PMO distances itself from anti-Clinton ad

The advertisement, with ominous music, has a narrator saying Obama is holding secret talks with Iran even as it threatens to wipe Israel off the map.

Hilary Clinton (photo credit: REUTERS)
Hilary Clinton
(photo credit: REUTERS)
Prime Minister Benjamin Netanyahu, presently in a tough relationship with US President Barack Obama, distanced himself Saturday night from a critical advertisement to run this weekend in the US against Obama’s possible successor, Hillary Clinton.
A senior official in the Prime Minister’s Office said it knew nothing about the ad, paid for by the right-wing Emergency Committee for Israel, a group The New York Times describes as “strongly” for Netanyahu.
The Emergency Committee for Israel was founded by William Kristol, editor of The Weekly Standard, and has funded campaigns against candidates it has deemed bad for Israel.
The advertisement, with ominous music, has a narrator saying Obama is holding secret talks with Iran even as it threatens to wipe Israel off the map.

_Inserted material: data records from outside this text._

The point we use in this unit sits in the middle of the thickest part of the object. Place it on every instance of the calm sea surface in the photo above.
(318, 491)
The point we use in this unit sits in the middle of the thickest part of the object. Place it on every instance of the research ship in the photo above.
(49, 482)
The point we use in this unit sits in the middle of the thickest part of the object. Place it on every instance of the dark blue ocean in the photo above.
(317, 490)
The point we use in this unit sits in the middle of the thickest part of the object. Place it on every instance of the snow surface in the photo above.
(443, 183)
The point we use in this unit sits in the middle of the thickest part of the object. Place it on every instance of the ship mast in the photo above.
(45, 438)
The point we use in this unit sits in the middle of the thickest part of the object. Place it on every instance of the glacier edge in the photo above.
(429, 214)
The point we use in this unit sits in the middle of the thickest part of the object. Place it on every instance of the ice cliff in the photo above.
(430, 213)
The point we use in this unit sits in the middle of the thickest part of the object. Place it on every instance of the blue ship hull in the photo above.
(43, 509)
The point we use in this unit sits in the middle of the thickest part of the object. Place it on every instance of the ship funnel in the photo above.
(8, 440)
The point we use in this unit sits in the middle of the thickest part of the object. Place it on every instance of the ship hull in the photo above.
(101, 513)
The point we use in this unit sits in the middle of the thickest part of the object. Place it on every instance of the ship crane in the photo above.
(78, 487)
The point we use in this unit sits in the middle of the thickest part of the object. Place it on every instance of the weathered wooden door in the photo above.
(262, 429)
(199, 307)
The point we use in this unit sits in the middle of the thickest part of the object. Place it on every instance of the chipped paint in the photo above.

“The Israeli prime minister is coming to Washington, but Obama won’t talk to him,” the narrator says. “Instead, Obama and anti-Israel Democrats are boycotting him. Israel’s friends, Democrats and Republicans, are fighting back. But where is Hillary Clinton? Does she support the boycotters, or is she too afraid to stand up to them?” The senior PMO official said the ad “only reinforces a perception of partisanship that the prime minister strongly believes should never be injected into the US-Israel relationship.”
According to the Times, the ad will run on various networks from Sunday to Tuesday. Netanyahu is scheduled to speak to Congress on Tuesday morning.